July 22, 2022

The Gift of Time: Drucker, SAH Students Selected for a Life-changing Grant

AND THE WINNERS ARE: AAUW grant recipients Deja Darrington (left) and Jessica Moss.

Two CGU students have been chosen for significant awards from the American Association of University Women (AAUW), an advocacy group dedicated to supporting women and girls that recently announced some $6 million in grants to help ease student debt.

The graduate journeys of Drucker MBA student Deja Darrington and Cultural Studies doctoral student Jessica Moss will be made easier thanks to their selection for two of the AAUW awards.

“Because of this fellowship, I can graduate earlier than expected by next spring,” said Darrington, who started her degree program in 2020. “I am ecstatic about this!”

What’s one of a grad student’s

most precious resources? Time.

Darrington is the recipient of one of the AAUW’s Selected Professions Fellowships that comes with an $18,000 award to help her focus on marketing courses including experiential marketing and marketing strategy.

Darrington said there are relatively few fellowships and scholarship programs at the graduate level in comparison to undergraduate degree programs.

“It was amazing for me to find an organization like AAUW that helps empower women in their academic goals,” said Darrington, who said her goal in her Drucker program is to leverage data analytics, research and innovation in order to make strategic marketing decisions that inspire change and drive results.

Like Darrington, Moss, who is pursuing her doctorate with a focus on the motivations, experiences and contributions of women and nonbinary individuals in local interfaith communities, agreed that the greatest gift of the AAUW award is time.

“As a mom with two young and active boys,” Moss said, “I have worked full-time throughout my PhD journey.”

Moss is the recipient of an AAUW American Fellowship, which comes with a $20,000 award to help her as she works on her dissertation.

Moss said the AAUW fellowship is easing some financial pressures so that she doesn’t have to carry a full-time teaching load to cover her family’s expenses.

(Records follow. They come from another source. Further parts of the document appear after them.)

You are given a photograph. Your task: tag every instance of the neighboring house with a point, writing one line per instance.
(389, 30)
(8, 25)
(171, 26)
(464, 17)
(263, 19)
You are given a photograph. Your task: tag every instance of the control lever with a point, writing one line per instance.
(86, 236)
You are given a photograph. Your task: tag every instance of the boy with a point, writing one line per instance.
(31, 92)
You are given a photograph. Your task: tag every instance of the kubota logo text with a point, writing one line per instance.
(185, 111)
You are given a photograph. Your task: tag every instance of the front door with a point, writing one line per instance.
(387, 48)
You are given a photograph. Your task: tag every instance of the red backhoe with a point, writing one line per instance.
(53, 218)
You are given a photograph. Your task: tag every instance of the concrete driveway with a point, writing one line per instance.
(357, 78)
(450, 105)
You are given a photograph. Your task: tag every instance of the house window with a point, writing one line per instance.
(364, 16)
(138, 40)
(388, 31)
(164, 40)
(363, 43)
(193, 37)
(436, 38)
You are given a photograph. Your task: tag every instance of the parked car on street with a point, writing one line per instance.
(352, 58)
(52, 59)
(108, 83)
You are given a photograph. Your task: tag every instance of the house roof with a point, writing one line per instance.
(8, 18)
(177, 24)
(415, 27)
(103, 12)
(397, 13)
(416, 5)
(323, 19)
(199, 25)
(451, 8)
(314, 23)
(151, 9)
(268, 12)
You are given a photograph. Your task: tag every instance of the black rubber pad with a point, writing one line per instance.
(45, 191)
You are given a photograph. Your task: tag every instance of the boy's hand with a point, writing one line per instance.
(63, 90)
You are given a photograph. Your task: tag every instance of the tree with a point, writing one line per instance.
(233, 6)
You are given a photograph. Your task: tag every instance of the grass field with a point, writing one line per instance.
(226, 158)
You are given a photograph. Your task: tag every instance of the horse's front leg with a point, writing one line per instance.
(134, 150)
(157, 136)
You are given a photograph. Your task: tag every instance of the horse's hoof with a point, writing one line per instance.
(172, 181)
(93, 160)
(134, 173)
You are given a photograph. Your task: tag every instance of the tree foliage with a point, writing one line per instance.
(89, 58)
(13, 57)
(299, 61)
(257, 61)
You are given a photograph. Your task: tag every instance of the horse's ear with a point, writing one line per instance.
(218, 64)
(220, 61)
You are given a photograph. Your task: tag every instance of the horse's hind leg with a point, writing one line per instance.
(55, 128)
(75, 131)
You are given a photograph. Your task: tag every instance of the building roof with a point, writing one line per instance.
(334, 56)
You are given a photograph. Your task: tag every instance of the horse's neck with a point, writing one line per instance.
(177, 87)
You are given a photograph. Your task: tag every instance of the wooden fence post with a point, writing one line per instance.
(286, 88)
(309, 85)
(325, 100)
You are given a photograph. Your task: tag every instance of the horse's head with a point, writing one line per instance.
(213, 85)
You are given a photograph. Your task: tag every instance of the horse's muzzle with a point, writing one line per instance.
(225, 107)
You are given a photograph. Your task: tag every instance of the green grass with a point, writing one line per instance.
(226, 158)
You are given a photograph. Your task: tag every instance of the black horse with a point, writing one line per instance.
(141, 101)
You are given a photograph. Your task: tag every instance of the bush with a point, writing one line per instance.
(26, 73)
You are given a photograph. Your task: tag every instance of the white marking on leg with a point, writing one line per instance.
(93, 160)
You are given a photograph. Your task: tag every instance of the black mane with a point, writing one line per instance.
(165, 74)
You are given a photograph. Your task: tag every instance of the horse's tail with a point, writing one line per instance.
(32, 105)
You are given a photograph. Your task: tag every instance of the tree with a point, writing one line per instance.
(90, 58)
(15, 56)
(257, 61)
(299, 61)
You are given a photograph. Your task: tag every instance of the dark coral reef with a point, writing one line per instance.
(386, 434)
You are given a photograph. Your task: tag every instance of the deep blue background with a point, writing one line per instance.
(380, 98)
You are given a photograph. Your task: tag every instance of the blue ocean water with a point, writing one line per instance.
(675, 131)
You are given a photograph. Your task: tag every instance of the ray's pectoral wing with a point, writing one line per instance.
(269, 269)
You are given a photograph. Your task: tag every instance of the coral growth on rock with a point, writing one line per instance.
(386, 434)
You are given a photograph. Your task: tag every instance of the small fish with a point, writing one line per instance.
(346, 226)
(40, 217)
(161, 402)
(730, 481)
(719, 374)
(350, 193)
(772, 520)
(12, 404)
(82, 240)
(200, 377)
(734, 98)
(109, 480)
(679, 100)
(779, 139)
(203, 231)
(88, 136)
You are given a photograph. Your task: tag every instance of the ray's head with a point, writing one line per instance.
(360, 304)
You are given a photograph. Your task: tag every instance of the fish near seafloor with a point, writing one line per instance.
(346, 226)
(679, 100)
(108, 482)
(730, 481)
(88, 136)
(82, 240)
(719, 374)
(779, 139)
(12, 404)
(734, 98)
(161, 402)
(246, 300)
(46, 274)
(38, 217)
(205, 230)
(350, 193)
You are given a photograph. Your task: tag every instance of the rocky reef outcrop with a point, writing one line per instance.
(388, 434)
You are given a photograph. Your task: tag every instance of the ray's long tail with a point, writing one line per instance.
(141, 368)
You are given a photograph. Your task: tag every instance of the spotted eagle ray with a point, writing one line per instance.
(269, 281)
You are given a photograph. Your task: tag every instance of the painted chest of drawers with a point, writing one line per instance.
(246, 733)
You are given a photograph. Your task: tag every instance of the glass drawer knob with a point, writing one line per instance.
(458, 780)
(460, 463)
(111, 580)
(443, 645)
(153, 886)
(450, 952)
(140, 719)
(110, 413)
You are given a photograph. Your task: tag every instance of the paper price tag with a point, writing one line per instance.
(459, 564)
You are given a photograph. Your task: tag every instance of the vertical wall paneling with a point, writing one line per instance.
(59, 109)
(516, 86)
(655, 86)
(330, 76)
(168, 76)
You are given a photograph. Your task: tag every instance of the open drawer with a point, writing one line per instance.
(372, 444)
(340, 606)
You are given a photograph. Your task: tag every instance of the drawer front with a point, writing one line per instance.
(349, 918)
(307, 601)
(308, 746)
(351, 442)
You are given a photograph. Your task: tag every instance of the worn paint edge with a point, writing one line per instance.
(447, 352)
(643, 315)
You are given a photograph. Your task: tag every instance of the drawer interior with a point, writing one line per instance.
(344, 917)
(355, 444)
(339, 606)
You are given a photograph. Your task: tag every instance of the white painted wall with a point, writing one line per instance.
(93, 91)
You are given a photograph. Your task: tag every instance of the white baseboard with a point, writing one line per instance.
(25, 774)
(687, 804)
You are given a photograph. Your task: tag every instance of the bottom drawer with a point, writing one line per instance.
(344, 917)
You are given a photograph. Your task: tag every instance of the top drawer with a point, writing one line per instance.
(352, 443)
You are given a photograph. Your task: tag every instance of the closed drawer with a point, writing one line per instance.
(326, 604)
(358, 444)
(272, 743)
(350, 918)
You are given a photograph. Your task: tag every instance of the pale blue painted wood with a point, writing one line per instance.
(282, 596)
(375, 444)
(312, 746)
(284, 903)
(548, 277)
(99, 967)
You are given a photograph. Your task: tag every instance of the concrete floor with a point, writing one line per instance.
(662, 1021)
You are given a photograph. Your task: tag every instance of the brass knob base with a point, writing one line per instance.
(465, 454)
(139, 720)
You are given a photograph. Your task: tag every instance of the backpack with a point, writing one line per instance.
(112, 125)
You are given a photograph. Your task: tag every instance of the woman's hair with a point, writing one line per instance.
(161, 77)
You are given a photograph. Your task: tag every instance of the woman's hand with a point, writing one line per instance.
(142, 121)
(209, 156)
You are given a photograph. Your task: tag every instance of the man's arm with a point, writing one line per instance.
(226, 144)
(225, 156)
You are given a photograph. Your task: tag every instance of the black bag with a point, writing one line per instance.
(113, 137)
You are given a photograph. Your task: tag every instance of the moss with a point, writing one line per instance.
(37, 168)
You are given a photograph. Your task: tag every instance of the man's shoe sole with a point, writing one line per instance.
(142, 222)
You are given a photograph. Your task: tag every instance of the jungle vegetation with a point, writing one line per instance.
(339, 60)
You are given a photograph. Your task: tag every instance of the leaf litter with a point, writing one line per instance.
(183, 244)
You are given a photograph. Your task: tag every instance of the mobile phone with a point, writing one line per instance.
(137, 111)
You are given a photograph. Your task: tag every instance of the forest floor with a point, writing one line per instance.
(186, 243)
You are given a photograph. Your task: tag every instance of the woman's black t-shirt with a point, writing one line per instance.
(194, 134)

“It’s allowing me more time to write,” she explained, “as well as spend time with my children. It is a huge blessing.”

Responding to Student Debt

According to the AAUW, the burden of student debt is a key contributor to a pay gap that disproportionately affects women, particularly women of color, across professions.

To bridge or shrink that gap, the AAUW has spent its nearly 140-year-lond existence providing more than $135 million in fellowships, grants, and awards to 13,000 women from 150 countries.

“Our fellowships and grants have opened doors of access and opportunity for thousands of women for more than a century,” said AAUW CEO Gloria L. Blackwell. “This funding is life-changing and plays a pivotal role to ensure that women can achieve their dreams, especially women of color and for women in STEM fields, who still face enormous obstacles to success.”